Sobre pesquisa e outras infâmias

Diário de campo de dois espectadores e um pródigo bucaneiro.

terça-feira, abril 29, 2008

Schopenhauer e os bonsais

Os bonsais me fazem sofrer. Não gosto de achar belas aquelas árvores atrofiadas, treinadas para se tornar miniaturas. Sofro também porque imagino que aquela plantinha acredite mesmo ser uma árvore. Talvez se sinta feliz, protegida de todos os perigos quando tinha – em potência – como diria Aristóteles, a capacidade de sobreviver às tempestades. Contenta-se com a água medida, contada a gotas, apenas suficiente para sobreviver, quando poderia receber por todo o corpo as ráfagas da abundância das chuvas de verão. Não gosto de pensar que aquela plantinha possa se sentir abalada por um sopro de vida quando uma árvore pode lutar contra a força dos ventos, e vencer, reafirmando suas raízes.

Ai, as raízes podadas do bonsai. São como os pezinhos atrofiados das mulheres orientais de antigamente: garantia de sua contenção. Acho que é isso, os bonsais são como as mulheres de Schopenhauer: miniaturas forjadas de ser humano. Elas não têm vontade, apenas desejam, têm caprichos; são voluntariosas. São como crianças porque o seu querer não interfere no mundo. É só o bater malcriado de um pezinho calçado em sapatinho de verniz. Sua vontade tem as asas aparadas dos pássaros criados fora da gaiola, pretensamente livres para voar.

Conheço mulheres assim. Elas também me fazem sofrer. Mantidas numa sala de espelhos, elas acreditam ser apenas a imagem de si que vêem refletida. Não entendem que os espelhos as limitam às dimensões – e profundidade – de um vaso cerâmico de bonsai.

Para Brigitte Bardot, que não se deixou conter pelos contornos de sua imagem.

Para Aristóteles, “Todas as coisas são em potência e ato. Uma coisa em potência é uma coisa que tende a ser outra, como uma semente (uma árvore em potência). Uma coisa em ato é algo que já está realizado, como uma árvore (uma semente em ato)”.

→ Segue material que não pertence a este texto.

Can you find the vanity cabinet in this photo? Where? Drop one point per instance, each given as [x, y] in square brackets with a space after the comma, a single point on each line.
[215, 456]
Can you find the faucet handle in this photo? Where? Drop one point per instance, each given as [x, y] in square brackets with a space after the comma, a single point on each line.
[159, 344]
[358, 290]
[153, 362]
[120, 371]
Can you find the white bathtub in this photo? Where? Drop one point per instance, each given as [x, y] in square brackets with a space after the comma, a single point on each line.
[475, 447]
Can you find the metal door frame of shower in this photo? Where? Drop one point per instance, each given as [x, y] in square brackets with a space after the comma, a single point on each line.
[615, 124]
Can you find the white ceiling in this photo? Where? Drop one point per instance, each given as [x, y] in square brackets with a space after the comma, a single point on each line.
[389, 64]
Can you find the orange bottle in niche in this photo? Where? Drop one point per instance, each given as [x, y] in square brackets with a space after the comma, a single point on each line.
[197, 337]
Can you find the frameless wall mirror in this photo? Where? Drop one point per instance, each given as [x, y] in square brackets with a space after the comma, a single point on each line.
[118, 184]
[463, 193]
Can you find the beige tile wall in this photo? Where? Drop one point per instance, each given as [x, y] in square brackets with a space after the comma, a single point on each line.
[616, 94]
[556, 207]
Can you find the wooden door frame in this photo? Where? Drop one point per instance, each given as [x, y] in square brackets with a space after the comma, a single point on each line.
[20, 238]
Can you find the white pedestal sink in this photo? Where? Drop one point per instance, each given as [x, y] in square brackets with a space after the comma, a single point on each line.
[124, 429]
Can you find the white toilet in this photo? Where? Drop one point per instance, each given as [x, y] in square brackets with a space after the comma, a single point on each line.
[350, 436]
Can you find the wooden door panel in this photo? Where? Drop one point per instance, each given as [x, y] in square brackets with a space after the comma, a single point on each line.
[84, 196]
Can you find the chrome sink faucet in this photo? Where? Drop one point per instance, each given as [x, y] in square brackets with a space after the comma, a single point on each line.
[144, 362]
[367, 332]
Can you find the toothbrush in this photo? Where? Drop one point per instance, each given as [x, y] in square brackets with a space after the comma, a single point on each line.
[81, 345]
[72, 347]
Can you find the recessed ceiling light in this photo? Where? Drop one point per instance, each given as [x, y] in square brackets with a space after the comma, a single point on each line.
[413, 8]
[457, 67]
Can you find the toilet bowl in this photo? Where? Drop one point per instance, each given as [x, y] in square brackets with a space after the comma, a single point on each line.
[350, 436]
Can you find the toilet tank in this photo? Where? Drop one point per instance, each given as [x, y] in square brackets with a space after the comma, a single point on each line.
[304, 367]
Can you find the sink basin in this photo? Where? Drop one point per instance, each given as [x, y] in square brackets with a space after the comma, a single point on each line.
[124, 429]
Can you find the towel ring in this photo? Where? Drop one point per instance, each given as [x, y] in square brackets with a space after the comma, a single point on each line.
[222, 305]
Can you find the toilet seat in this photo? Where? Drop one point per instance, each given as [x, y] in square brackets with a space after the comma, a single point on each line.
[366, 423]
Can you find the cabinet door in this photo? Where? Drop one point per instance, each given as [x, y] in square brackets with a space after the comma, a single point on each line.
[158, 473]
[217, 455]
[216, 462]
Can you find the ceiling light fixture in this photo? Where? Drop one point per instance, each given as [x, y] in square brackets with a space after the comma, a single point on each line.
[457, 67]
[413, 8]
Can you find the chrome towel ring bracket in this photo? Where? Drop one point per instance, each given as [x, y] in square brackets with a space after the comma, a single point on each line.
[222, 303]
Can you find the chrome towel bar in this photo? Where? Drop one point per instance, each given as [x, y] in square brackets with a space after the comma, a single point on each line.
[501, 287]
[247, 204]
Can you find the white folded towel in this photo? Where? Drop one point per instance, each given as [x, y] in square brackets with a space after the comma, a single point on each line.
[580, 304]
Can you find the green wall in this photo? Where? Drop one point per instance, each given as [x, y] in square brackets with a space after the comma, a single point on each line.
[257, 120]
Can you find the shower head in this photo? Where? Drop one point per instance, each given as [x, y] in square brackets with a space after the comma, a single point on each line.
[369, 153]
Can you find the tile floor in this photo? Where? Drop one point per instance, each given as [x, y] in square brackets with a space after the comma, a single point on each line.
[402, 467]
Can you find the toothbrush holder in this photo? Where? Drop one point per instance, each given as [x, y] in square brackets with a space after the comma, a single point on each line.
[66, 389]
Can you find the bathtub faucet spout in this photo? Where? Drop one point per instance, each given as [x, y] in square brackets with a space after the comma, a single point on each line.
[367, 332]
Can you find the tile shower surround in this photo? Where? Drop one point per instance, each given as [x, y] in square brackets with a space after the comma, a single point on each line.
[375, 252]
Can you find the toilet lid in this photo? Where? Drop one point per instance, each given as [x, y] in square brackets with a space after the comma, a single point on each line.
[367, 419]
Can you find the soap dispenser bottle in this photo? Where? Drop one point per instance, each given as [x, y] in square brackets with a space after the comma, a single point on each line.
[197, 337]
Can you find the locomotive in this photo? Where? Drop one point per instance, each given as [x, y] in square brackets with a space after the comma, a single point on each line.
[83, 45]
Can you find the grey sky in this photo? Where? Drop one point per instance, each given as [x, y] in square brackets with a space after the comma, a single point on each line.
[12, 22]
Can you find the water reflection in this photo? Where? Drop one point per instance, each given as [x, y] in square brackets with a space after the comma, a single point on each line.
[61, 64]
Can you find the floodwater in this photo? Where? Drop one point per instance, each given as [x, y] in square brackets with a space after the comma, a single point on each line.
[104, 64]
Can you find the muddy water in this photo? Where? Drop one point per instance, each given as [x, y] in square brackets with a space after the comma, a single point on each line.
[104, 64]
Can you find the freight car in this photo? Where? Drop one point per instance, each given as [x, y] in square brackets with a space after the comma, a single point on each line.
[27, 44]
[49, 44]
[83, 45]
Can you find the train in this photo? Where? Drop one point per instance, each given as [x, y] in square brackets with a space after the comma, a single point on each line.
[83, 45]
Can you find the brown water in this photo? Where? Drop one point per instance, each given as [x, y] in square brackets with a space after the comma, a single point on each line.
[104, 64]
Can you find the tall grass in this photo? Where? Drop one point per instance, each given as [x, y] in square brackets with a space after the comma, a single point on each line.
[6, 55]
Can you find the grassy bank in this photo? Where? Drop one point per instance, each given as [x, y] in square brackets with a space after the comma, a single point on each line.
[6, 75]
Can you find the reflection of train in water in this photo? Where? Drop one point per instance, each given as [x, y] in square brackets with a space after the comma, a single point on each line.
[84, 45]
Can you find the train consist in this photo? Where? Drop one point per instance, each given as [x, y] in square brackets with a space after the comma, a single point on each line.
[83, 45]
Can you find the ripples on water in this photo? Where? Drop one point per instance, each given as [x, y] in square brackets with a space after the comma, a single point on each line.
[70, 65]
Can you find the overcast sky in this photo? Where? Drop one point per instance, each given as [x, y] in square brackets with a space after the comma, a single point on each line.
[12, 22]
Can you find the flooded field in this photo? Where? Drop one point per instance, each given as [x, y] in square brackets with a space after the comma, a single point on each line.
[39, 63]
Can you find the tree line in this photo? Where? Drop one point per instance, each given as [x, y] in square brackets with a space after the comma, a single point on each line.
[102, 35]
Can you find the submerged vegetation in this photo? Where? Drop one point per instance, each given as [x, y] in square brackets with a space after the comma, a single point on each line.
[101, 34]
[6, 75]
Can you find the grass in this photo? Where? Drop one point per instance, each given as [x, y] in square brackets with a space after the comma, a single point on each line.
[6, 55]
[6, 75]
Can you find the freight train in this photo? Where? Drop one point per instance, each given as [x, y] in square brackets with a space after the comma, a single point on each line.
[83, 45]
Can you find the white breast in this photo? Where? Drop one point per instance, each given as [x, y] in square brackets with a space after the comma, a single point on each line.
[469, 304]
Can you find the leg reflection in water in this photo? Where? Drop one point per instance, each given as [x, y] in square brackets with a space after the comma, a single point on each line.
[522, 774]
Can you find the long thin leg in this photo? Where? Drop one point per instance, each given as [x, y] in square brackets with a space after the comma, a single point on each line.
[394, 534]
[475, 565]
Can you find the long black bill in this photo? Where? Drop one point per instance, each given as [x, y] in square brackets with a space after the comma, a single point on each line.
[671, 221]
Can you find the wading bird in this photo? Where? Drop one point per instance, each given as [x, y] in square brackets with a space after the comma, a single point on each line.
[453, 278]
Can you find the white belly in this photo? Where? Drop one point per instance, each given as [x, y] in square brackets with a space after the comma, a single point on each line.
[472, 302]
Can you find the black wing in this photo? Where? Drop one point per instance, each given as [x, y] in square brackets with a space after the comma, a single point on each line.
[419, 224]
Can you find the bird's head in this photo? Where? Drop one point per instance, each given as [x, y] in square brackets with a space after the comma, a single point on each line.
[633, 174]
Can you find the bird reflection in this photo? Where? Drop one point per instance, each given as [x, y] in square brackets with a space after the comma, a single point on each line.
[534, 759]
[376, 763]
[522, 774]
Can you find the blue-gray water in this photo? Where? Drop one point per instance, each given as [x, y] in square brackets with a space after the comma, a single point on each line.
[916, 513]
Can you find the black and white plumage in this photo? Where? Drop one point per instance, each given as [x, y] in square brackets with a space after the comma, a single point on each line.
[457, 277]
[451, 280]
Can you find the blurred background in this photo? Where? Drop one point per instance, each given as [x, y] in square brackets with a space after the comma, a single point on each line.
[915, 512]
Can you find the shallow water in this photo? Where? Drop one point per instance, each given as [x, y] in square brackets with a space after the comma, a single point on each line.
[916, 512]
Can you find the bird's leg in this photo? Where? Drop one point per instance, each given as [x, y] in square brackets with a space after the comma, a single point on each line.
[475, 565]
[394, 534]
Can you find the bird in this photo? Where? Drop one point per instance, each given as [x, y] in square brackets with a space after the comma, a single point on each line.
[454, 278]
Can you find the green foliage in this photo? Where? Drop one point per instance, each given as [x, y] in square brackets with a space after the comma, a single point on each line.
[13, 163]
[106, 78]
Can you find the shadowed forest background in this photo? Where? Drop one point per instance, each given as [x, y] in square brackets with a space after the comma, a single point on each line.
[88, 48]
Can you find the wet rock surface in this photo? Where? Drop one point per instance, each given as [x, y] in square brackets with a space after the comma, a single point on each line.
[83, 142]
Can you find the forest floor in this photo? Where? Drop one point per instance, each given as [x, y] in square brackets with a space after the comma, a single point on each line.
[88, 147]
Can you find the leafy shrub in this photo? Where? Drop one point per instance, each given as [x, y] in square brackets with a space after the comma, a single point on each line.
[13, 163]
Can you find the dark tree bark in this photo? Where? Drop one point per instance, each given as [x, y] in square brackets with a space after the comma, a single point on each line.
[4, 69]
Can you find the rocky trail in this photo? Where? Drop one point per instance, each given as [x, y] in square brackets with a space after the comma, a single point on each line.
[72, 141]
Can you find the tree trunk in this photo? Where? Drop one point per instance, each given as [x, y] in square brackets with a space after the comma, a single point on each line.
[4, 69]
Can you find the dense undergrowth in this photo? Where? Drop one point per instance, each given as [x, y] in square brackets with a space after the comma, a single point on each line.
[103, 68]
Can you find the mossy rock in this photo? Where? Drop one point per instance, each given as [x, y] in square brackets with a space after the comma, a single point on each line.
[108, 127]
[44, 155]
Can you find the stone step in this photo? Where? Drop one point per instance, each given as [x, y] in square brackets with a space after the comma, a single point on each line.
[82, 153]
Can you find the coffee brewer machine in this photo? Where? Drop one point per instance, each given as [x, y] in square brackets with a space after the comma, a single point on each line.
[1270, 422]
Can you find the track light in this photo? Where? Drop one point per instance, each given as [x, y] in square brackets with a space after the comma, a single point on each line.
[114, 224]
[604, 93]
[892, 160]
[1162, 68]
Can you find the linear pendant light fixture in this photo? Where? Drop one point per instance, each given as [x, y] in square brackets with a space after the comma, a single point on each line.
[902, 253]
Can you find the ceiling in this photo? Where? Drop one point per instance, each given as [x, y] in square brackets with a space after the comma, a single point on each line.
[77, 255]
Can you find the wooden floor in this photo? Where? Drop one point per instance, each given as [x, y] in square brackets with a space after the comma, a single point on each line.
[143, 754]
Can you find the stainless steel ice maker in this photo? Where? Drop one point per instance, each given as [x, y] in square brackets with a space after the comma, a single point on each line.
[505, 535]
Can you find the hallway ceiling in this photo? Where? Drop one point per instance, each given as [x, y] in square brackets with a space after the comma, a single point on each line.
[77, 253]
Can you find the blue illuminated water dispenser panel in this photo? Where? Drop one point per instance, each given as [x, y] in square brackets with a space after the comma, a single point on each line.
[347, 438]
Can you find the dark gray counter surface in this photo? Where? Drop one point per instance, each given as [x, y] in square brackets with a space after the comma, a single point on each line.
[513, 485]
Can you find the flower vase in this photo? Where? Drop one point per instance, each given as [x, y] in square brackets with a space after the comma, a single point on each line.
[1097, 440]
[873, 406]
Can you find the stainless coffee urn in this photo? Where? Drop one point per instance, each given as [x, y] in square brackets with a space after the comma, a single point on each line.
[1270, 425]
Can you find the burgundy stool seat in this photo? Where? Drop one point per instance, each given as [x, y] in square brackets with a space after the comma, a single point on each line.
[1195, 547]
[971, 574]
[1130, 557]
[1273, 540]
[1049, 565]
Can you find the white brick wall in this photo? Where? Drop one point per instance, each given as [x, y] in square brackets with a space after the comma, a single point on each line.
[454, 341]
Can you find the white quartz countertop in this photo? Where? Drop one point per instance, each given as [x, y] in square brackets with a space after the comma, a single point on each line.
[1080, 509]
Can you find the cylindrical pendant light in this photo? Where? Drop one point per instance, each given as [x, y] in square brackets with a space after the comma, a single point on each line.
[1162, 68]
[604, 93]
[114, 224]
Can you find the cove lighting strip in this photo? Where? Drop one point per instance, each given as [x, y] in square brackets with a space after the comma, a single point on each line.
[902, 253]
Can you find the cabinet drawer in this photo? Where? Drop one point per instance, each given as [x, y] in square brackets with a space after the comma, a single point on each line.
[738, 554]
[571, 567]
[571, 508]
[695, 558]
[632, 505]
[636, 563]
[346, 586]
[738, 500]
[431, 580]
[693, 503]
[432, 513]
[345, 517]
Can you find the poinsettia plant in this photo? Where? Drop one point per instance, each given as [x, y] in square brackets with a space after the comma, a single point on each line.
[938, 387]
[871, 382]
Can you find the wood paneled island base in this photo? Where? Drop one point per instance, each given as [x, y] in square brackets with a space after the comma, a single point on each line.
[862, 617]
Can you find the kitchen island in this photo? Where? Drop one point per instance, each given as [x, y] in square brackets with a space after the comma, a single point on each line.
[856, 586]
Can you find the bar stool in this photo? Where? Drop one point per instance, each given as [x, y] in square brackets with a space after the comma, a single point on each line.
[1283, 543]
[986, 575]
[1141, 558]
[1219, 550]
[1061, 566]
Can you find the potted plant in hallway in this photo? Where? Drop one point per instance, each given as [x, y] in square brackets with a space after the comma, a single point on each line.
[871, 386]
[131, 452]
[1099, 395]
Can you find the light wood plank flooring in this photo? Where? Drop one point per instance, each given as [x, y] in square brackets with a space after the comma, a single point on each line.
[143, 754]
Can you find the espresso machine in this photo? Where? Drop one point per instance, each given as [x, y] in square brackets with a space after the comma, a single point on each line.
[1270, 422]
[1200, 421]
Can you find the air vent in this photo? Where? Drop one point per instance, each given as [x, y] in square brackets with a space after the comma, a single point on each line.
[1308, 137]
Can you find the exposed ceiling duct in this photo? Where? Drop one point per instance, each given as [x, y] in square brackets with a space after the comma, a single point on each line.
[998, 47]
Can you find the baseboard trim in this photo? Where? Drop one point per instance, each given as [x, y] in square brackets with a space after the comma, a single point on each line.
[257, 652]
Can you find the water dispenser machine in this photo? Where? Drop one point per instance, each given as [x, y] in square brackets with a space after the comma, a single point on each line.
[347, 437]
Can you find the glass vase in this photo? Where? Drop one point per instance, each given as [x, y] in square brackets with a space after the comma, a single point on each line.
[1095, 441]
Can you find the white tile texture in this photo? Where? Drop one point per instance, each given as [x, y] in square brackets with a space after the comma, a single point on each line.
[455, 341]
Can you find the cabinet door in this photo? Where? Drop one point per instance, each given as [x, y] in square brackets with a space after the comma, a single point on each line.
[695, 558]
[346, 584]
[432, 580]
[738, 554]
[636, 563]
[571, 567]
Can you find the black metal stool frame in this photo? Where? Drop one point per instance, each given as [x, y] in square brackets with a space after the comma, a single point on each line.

O exemplo arbóreo está na Wikipedia http://pt.wikipedia.org/wiki/Arist%C3%B3teles

Ver Metafísica do Amor Sexual de Schopenhauer e A arte de lidar com as mulheres, coletânea das opiniões do filósofo sobre as mulheres, feita por Franco Volpi.

Cinthia Oliveira

Imagem: Bonsai / E. Oduber / abril 2008

3 Comments:

Anonymous Anônimo said...

Realmente, Tchintcho, gosto de ver você escrevendo. O texto pareceu-me triste e poético. Me fez sentir o mesmo sofrimento que o seu ao imaginar os bonsais. (E me fez lembrar da primeira vez que ouvi você comentar algo sobre essa sua perspectiva, ao assistirmos Karatê Kid em 1991, na Suíça.)

Beijos quase lamurientos,


INFAX [not as poetic]

6:11 PM  
Blogger Princess said...

Isso muito me entristece, mas as amarras invisíveis, aquelas que nem aquele submetido a elas consegue ver, são as que mais me deixam deprimida. Na verdade, desolada. Porque não conseguimos as ver, é que não conseguimos nos libertar. Elas nos são impostas pela sociedade, ou por nós mesmos, diante de circunstâncias que nos deixam apavorados, com medo do novo, e acabamos nos atendo às situações desconfortáveis que poderiam se esgotar, se ao menos pudéssemos dar um passo no escuro.
Meu desejo é escutar tudo o que escrevi e um dia ter a coragem que prego necessária.

Beijos admirados
Camila

4:54 PM  
Anonymous Anônimo said...

Recentemente minha mãe, uma senhora de 80 anos, ganhou um bonsai de presente. Ela, que passou a maior parte de sua vida entre arvoredos, numa fazenda, incomodou-se profundamente com as condições daquela plantinha. Não pensou duas vezes, e foi plantá-la no jardim do prédio, entre pés de romã e ipês.
Liberta, a plantinha está aprendendo a viver nas novas condições. E passa muito bem!